As a result, based on a difference in changes of the two administered groups, the lower limit of the confidence interval was measured to be -0.16, which is greater than -0.4, corresponding to an allowable non-inferiority tolerance, from which non-inferiority could be confirmed. Secondary effectiveness evaluation was performed using glycemic parameters and lipid parameters. Based on the comprehensive results of tests on glycemic parameters, administration of the lobeglitazone composition was found to realize the effective glycemic control and improve the insulin functions, and such results are similar to the change pattern of the group administered with the pioglitazone composition. In the lipid parameters, total cholesterol and LDL-C were significantly increased in both the lobeglitazone composition-administered group and the pioglitazone composition-administered group. Triglyceride was significantly decreased in both of the administered groups, and HDL-C, small dense LDL-C, and FFA were statistically significantly improved.
- Results for safety
Total adverse reactions occurred in 51.38 % of all subjects, adverse drug reactions occurred in 5.53 % thereof, and serious adverse reactions occurred in 5.14 % thereof. Most such adverse reactions also occurred in the conventional drug of the same type, and other specific adverse reactions were not reported. The serious adverse reactions were revealed to have no relation with clinical drugs. As for the total adverse reactions, adverse drug reactions and serious adverse reactions, when comparing each of the detailed adverse reaction, adverse reaction series, and total expression rate between the two administered groups, there was no statistically significantly different item. In particular, risk factors reviewed for the risk of liver failure, fat accumulation, hemodilution and congestive heart failure, known to be caused by thiazolidinedione-based drugs, did not show any significant difference compared to the baseline and between the administered groups.
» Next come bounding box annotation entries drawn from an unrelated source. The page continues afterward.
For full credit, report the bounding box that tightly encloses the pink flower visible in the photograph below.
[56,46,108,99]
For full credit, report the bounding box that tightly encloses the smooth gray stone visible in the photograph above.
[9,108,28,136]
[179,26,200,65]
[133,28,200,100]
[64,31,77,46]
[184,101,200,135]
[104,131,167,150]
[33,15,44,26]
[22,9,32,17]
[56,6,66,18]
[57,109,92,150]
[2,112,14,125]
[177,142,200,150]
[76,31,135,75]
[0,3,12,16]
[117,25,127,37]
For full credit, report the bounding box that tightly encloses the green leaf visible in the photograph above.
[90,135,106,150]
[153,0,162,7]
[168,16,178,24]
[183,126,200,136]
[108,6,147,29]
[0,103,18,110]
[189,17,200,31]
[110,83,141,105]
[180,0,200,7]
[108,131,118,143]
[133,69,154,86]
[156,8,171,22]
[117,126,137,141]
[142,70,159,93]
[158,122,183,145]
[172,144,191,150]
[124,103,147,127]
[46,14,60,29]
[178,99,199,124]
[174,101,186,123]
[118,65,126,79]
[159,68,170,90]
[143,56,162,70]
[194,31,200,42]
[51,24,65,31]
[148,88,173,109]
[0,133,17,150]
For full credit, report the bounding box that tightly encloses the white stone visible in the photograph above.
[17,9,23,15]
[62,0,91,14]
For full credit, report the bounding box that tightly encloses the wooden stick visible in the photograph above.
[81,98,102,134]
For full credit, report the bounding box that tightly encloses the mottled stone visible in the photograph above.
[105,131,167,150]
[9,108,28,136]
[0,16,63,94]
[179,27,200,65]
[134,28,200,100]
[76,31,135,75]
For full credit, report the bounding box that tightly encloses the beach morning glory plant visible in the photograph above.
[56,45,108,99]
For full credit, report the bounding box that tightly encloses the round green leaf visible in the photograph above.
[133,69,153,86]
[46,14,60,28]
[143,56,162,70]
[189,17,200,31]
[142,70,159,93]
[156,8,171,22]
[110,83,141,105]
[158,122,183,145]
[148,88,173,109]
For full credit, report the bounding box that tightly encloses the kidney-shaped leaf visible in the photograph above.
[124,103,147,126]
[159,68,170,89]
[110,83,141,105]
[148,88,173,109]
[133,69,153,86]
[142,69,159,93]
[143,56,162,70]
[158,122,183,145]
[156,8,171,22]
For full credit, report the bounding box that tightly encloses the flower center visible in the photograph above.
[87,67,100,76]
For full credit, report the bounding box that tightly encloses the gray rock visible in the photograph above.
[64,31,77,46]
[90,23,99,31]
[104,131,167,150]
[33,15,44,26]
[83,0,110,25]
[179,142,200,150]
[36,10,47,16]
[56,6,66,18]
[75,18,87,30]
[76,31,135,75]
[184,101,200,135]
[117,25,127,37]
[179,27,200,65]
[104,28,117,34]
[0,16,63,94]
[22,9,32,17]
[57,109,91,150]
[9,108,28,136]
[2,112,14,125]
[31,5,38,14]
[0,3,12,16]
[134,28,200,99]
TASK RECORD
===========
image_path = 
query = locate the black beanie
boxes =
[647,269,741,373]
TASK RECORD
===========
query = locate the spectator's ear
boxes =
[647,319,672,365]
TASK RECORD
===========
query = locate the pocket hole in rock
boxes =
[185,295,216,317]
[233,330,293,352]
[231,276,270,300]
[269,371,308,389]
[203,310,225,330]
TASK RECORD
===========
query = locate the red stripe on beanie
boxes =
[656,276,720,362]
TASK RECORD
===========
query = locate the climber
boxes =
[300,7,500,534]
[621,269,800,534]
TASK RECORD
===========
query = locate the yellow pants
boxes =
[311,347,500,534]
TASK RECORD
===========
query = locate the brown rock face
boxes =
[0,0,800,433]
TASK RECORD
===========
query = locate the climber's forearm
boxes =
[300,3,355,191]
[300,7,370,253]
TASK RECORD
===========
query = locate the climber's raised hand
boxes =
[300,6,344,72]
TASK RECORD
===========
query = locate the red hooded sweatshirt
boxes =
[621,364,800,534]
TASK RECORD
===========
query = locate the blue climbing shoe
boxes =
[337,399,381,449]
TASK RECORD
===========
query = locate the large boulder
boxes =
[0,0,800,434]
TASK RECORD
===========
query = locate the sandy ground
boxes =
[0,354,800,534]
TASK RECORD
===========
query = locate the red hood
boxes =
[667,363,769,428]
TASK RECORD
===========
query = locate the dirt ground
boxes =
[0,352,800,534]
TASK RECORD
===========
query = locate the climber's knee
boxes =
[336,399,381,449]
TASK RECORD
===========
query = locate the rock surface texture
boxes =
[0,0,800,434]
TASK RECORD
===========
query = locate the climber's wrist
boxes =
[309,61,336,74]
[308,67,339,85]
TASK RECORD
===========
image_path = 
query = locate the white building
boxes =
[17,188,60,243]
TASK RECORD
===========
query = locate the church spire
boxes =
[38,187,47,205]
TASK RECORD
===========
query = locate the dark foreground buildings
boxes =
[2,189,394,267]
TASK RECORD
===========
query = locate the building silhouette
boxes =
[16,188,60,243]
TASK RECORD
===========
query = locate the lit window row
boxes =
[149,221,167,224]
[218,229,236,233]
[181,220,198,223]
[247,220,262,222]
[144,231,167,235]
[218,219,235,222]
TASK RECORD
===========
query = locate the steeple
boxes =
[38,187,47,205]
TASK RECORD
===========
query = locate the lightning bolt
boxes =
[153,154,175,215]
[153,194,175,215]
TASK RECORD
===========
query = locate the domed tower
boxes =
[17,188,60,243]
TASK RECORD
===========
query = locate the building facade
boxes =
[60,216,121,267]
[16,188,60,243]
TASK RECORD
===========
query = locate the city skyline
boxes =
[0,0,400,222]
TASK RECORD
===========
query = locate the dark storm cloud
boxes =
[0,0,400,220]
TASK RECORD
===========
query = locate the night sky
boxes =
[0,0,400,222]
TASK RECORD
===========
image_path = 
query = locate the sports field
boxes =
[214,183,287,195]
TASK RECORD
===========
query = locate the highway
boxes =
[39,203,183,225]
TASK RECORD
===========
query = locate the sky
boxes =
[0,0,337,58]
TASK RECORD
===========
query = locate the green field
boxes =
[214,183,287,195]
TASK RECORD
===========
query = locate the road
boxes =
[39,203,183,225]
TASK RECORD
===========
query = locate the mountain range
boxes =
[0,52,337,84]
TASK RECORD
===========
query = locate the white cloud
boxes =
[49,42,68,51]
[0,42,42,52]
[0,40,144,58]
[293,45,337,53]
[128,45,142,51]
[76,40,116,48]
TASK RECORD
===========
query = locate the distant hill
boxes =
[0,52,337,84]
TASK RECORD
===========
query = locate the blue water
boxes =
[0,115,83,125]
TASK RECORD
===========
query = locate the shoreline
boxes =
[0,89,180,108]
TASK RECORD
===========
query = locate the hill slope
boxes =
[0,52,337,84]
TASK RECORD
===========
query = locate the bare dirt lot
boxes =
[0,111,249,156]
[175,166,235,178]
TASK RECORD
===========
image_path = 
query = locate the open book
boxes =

Test Example 3: Evaluation of effect depending on viscosity of binder contained in the outer layer
The viscosity of a coating solution varies depending on the viscosity of the binder used upon coating with the outer layer, which may have an influence on the coating yield and appearance of a coating. In order to evaluate the effects depending on the viscosity of the binder, testing was performed at different viscosities of the binder.
1) Test method
The formulations of Examples 1 to 4 and Comparative Example 1 were obtained under the condition that the viscosity of the binder contained in the coating solution of the outer layer was changed from 3 mPa.s to 15 mPa.s. After the coating process, the coating yield and appearance were measured. The appearance was observed using a digital microscope (KH-7700, HIROX, Japan).
2) Test results
The formulations of Examples 1 to 4 were uniformly coated. The formulation of Comparative Example 1 was observed to be partially coagulated or sticky, and thus the yield of Comparative Example 1 was very low, about 88%, as shown in Table 9 below. On the other hand, Examples 1 to 4 exhibited remarkably high yields compared to Comparative Example 1. The lower the viscosity of hypromellose, the higher the yield.
[Table 9]
Figure PCTKR2016009393-appb-I000011
Test Example 4: Evaluation of effect depending on kind of binder contained in the outer layer
1) Test method
In order to evaluate the dissolution rate depending on the kind of binder contained in the outer layer of the pharmaceutical formulation according to the present invention, the dissolution rate of lobeglitazone of the formulations of Examples 1, 5, 6 and 7 in the dissolution medium at pH 1.2 was measured. The dissolution test method was as follows.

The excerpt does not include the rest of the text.